Step 2: Enable Standalone Output
Next.js can generate a standalone build with only necessary dependencies:
// next.config.js
module.exports = {
output: 'standalone',
};
Step 3: Use a Distroless Base
For the final image, I switched to Google's distroless Node.js image:
FROM gcr.io/distroless/nodejs20-debian12
WORKDIR /app
COPY --from=builder /app/.next/standalone ./
COPY --from=builder /app/public ./public
EXPOSE 3000
CMD ["server.js"]
Distroless images contain only the application and its runtime dependencies — no package manager, shell, or unnecessary utilities.

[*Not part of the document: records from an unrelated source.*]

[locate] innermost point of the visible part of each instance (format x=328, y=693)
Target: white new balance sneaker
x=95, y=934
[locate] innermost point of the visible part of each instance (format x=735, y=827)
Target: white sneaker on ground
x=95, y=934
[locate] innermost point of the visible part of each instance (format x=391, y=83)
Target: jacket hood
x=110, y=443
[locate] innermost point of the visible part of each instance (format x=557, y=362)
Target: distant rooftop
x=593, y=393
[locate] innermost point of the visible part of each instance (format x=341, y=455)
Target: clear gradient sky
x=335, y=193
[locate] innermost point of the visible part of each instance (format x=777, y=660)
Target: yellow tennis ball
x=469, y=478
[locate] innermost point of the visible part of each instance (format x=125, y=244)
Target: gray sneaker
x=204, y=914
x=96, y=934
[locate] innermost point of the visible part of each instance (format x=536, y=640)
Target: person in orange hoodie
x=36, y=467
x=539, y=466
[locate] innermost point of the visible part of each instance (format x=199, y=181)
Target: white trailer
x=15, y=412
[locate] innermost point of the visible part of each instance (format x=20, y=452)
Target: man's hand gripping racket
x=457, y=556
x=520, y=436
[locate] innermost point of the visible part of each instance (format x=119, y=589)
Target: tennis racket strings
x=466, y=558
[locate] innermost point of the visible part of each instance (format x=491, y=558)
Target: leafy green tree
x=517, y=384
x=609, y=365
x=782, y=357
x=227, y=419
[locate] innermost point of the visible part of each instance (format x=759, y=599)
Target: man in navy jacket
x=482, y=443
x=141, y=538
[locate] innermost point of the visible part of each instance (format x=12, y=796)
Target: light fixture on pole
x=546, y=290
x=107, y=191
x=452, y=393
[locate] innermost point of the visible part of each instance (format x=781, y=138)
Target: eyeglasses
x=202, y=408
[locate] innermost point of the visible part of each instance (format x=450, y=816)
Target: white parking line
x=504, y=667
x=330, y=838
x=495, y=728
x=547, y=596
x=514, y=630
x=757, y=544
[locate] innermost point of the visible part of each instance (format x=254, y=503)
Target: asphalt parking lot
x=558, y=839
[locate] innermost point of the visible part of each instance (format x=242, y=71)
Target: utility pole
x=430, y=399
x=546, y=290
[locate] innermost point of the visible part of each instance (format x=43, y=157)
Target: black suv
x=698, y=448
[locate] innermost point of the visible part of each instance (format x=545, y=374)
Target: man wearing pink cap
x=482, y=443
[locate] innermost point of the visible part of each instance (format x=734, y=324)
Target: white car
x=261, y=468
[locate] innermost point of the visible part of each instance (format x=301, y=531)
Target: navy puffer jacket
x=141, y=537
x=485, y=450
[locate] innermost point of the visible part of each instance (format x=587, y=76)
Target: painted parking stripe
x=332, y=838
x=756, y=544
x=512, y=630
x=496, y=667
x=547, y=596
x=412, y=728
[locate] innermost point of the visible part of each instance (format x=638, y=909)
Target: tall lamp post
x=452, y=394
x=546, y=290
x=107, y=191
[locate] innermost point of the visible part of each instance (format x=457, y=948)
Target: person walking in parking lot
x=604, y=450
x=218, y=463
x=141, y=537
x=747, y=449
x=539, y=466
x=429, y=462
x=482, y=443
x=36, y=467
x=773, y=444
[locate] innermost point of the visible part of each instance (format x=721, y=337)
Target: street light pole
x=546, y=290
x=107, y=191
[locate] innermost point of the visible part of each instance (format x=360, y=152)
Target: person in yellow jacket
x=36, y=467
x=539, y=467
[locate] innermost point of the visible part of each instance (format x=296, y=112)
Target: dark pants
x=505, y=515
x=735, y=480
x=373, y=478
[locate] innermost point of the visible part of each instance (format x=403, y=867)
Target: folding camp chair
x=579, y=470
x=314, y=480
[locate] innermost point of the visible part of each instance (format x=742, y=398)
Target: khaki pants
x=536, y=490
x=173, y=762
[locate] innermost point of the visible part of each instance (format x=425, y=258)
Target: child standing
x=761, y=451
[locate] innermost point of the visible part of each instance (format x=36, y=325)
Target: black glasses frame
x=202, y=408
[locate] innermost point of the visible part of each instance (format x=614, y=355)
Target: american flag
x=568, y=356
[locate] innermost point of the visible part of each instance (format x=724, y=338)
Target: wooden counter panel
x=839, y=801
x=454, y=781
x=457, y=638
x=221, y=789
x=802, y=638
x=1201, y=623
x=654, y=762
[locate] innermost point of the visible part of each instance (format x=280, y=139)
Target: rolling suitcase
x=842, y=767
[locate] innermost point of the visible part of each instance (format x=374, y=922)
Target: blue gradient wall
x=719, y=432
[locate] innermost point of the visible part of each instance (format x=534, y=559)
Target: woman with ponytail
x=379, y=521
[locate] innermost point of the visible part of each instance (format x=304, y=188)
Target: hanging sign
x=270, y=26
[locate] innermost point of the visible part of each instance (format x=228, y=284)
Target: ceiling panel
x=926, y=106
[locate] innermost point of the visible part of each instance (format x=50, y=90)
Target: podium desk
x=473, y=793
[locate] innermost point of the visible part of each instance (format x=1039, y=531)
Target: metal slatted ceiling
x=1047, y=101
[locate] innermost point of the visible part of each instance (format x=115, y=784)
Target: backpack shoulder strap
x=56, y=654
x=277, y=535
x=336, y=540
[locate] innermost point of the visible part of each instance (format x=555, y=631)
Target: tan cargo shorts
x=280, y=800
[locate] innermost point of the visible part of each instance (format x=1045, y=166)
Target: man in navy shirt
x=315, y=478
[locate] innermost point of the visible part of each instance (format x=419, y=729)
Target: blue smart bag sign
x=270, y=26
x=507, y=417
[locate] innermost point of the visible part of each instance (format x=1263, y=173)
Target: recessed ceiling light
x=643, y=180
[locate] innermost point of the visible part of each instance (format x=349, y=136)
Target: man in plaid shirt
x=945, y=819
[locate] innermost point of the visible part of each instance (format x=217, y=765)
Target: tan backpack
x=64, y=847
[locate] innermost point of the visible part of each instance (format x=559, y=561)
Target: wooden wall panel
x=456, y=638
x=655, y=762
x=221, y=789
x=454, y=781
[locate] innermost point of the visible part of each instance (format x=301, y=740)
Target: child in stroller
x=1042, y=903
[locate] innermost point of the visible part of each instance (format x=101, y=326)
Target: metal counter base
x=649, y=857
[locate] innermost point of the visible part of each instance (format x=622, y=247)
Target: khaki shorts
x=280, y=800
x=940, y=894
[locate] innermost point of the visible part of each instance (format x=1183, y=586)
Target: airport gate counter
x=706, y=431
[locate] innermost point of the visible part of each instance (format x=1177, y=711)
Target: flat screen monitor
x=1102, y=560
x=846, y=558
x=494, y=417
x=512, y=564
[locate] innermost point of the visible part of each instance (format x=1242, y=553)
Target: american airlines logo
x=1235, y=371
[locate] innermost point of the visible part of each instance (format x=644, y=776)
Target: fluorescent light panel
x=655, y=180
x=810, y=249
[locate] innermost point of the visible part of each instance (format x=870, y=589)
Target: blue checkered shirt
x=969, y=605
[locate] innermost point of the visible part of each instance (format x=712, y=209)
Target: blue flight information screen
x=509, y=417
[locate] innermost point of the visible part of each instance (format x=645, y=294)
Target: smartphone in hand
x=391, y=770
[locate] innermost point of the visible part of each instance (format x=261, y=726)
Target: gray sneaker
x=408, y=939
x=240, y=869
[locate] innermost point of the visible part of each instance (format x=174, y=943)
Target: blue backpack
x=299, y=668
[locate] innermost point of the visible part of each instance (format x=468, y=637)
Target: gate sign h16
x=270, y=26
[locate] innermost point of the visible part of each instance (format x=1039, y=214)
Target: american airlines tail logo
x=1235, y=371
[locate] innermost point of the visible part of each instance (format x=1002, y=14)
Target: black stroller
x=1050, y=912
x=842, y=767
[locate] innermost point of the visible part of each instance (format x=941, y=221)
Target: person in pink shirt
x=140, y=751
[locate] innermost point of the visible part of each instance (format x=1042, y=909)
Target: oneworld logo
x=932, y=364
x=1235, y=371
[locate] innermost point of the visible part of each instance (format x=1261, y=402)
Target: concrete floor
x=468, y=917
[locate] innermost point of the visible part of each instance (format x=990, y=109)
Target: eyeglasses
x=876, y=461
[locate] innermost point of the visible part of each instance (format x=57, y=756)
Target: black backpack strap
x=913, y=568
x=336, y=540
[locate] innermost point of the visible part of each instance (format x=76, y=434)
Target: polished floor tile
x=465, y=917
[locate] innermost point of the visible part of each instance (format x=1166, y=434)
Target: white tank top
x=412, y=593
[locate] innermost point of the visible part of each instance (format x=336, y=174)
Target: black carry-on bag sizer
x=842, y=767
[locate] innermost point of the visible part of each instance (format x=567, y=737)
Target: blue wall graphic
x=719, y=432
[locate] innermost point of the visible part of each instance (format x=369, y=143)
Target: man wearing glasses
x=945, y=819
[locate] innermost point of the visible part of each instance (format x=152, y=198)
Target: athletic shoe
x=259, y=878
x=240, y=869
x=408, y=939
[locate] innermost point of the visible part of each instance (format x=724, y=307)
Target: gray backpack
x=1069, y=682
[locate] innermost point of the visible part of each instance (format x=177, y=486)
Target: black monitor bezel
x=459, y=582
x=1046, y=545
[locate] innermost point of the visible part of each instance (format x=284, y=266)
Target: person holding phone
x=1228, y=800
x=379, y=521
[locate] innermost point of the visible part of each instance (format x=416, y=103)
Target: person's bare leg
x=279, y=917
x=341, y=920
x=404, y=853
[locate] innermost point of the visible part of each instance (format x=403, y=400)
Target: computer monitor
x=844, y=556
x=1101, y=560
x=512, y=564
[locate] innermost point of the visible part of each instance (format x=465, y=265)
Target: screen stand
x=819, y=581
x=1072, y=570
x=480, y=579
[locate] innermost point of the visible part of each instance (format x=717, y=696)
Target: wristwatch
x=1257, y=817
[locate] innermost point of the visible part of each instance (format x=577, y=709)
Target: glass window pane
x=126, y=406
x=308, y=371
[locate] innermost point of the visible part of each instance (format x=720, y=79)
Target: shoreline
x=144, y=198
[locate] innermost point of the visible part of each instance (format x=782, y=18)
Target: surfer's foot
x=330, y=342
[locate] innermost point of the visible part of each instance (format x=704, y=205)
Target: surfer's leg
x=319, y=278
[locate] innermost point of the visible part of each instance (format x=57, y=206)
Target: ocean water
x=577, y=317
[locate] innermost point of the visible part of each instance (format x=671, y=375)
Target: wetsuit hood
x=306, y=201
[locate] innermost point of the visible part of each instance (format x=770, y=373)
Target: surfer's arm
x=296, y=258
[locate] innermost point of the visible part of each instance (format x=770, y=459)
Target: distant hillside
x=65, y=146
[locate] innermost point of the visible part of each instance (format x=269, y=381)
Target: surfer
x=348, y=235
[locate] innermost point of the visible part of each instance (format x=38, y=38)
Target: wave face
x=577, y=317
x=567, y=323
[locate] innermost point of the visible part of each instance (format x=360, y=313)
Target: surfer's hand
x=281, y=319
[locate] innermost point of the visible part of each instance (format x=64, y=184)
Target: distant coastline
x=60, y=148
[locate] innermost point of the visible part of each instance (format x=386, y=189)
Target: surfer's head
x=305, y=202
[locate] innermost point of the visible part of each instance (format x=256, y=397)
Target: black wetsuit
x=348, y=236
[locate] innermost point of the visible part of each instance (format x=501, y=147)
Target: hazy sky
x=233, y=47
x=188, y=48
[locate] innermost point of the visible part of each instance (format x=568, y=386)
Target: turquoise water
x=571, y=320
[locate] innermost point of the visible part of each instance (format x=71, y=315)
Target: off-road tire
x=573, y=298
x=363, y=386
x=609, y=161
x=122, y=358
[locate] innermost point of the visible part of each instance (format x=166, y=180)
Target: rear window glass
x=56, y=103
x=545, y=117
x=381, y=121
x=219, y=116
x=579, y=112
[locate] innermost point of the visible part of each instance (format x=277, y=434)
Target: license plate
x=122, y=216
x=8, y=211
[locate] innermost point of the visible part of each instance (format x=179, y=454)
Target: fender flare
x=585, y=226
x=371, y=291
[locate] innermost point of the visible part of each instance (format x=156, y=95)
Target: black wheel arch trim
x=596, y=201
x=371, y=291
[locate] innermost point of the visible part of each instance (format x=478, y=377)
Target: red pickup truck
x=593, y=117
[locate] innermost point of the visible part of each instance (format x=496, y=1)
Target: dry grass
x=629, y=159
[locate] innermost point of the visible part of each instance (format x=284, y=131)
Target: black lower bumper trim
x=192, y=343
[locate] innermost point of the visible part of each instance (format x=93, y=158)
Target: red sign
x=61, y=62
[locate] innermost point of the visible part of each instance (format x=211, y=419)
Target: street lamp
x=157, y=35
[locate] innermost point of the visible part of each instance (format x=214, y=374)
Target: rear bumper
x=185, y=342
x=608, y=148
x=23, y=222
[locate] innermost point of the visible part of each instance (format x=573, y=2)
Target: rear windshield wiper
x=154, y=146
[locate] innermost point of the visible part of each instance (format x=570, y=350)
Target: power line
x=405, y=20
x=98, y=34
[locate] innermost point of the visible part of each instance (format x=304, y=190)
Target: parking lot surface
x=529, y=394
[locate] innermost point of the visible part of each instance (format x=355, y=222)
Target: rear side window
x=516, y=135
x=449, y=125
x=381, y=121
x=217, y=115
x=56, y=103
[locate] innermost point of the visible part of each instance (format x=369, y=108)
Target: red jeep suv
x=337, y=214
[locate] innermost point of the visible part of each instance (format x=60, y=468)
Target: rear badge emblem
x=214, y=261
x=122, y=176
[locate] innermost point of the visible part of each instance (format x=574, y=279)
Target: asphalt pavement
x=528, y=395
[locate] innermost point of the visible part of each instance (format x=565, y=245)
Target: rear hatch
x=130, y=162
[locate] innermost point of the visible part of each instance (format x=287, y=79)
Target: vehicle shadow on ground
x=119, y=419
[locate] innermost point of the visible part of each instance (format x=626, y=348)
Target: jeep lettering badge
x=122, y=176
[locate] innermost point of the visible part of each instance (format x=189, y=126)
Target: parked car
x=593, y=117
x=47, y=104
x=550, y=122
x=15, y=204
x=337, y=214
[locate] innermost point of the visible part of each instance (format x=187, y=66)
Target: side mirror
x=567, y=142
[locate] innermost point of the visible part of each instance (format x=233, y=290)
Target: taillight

Step 4: Optimize Layer Caching
Reorder Dockerfile instructions to maximize cache hits:
COPY package*.json ./
RUN npm ci --only=production
COPY . .
By copying dependency manifests first, npm ci only re-runs when dependencies actually change.
Security Bonus
The final distroless image:
- Has no shell for attackers to exploit
- Contains no package manager for privilege escalation
- Minimizes the software supply chain
Trivy scans went from 200+ vulnerabilities to under 10.
Results
| Metric | Before | After | Improvement |
|---|---|---|---|
| Image size | 1.2GB | 120MB | -90% |
| Build time | 4m 30s | 2m 10s | -52% |
| Vulnerabilities | 200+ | <10 | -95% |
| Deploy time | 45s | 8s | -82% |
Quick Wins for Any Dockerfile
- Use multi-stage builds
- Choose minimal base images (
alpine,slim, ordistroless) - Copy dependency files before source code
- Remove build dependencies and caches
- Use
.dockerignoreaggressively
Small images are faster, cheaper, and more secure. The optimization effort pays for itself in every deployment.